The EWS gene is a part of TET family of genes, which encodes for proteins able to bind RNA and to participate in transcription and RNA processing.
FLI1 gene is expressed in hematopoietic, endothelial cells and also in the mesenchymal cells of neural crest origin during embryonal development; it is well acknowledged to regulate the hematopoiesis and vasculogenesis.14
Moreover, overexpression of FLI1 is observed to promote self-renewal, repress Rb (retinoblastoma) protein, and induce BCL2 expression in erythroid cells with a corresponding enhancement of cell survival.15,16
The expression of EWS-FLI1 in murine NIH-3T3 cells may result in anchorage-independent growth and accelerated tumorigenesis with a tumor phenotype reminiscent of those of the human Ewing sarcoma.17 Based on these characteristics, EWS-FLI1 is able to stimulate oncogenesis and it is responsible for the histological characteristics associated with ESFsT.18,19
Due to the low incidence of ESFTs, epidemiology data are scarce. Surgery represents the mainstay of treatment of ESFTs and it should be carried out whenever possible. Adjuvant chemo and radiotherapy are commonly employed in the adjuvant setting.1
The treatment approach of ESFTs includes the initial cytoreduction, obtained with the neoadjuvant chemotherapy, with the purpose to eradicate micrometastatic disease and to facilitate the effective local control, increasing the probability to obtain pathologic negative margins after the following surgery; definitive radiation or surgical therapy to eradicate all visible disease; and adjuvant treatment based on chemotherapy or radiotherapy, if not previously given.
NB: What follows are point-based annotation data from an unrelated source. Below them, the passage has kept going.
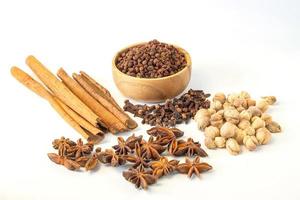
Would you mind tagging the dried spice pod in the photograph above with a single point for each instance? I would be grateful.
(79, 150)
(122, 147)
(139, 177)
(61, 160)
(132, 140)
(63, 145)
(151, 149)
(139, 159)
(173, 148)
(92, 163)
(71, 165)
(110, 157)
(151, 60)
(188, 148)
(193, 167)
(173, 111)
(56, 158)
(82, 160)
(163, 166)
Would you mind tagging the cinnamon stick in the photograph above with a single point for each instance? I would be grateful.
(61, 91)
(100, 89)
(81, 121)
(39, 89)
(111, 122)
(103, 97)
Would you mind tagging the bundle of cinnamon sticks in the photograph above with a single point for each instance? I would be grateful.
(82, 102)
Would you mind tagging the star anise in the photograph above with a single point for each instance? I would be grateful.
(189, 148)
(193, 167)
(139, 159)
(174, 149)
(194, 148)
(62, 160)
(164, 136)
(132, 140)
(163, 166)
(80, 150)
(122, 148)
(165, 132)
(139, 177)
(163, 141)
(92, 162)
(110, 157)
(151, 149)
(82, 160)
(63, 144)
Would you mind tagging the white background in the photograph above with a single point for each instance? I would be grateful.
(234, 45)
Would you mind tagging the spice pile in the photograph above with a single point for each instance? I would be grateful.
(151, 60)
(237, 120)
(147, 160)
(172, 112)
(82, 102)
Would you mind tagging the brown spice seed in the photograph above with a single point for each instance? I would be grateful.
(151, 60)
(173, 111)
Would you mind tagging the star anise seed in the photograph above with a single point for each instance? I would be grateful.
(121, 148)
(80, 150)
(139, 159)
(194, 148)
(193, 167)
(63, 144)
(132, 140)
(110, 157)
(139, 177)
(151, 149)
(61, 160)
(163, 166)
(92, 162)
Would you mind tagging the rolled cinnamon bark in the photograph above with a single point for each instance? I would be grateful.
(113, 124)
(104, 98)
(61, 91)
(39, 89)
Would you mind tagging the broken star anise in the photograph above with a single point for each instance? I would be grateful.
(62, 160)
(92, 162)
(151, 149)
(138, 159)
(79, 150)
(63, 144)
(194, 148)
(132, 140)
(122, 148)
(110, 157)
(163, 166)
(188, 148)
(164, 136)
(193, 167)
(139, 177)
(165, 132)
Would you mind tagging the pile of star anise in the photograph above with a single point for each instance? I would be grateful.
(74, 155)
(147, 160)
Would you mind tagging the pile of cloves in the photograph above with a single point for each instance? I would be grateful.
(237, 120)
(147, 159)
(173, 111)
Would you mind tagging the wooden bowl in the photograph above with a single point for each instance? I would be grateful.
(152, 89)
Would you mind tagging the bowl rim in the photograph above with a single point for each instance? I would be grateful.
(186, 54)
Importantly, neoadjuvant chemotherapy not only may improve the outcome after surgery but it also provides information about the disease chemo-sensitivity.20
During the past 30 years, chemotherapy has increased survival from less than 5% to 65–70% in localized tumors and to 25–30% in primary metastatic tumors, although there is still a lack of consensus on the optimal chemotherapy timing and the regimen to be used, due to the rarity of the disease.21
The most employed chemotherapy regimen lasts about 6–9 months and consists of alternating courses of two chemotherapeutic regimens: (1) vincristine, doxorubicin, and cyclophosphamide and (2) ifosfamide and etoposide. In the presence of disease progression, there are no standardized second-line treatment plans. Considerations need to be made depending on sites of disease recurrence and prior therapy. Chemotherapy combinations such as vincristine/irinotecan/temozolomide seem to be valid options.22,23
ESFT sarcomas have a potential for hematogenous metastasis and the most common sites of metastases include lungs, bones and bone marrow. The chemotherapy regimen and initial treatment for patients with metastatic disease are the same as those for localized disease.
In conclusion, in the case reported here of an elderly female patient with advanced pPNET the main peculiarities lie in the advanced age of presentation and in the anatomic site of origin.
As ESFT is a poorly differentiated tumor with both mesenchymal and neuroectodermal histological features, it is unclear if this tumor belongs to mesenchymal or neuroectodermal malignancies, but the latest data seem to confirm its neuroectodermal origin.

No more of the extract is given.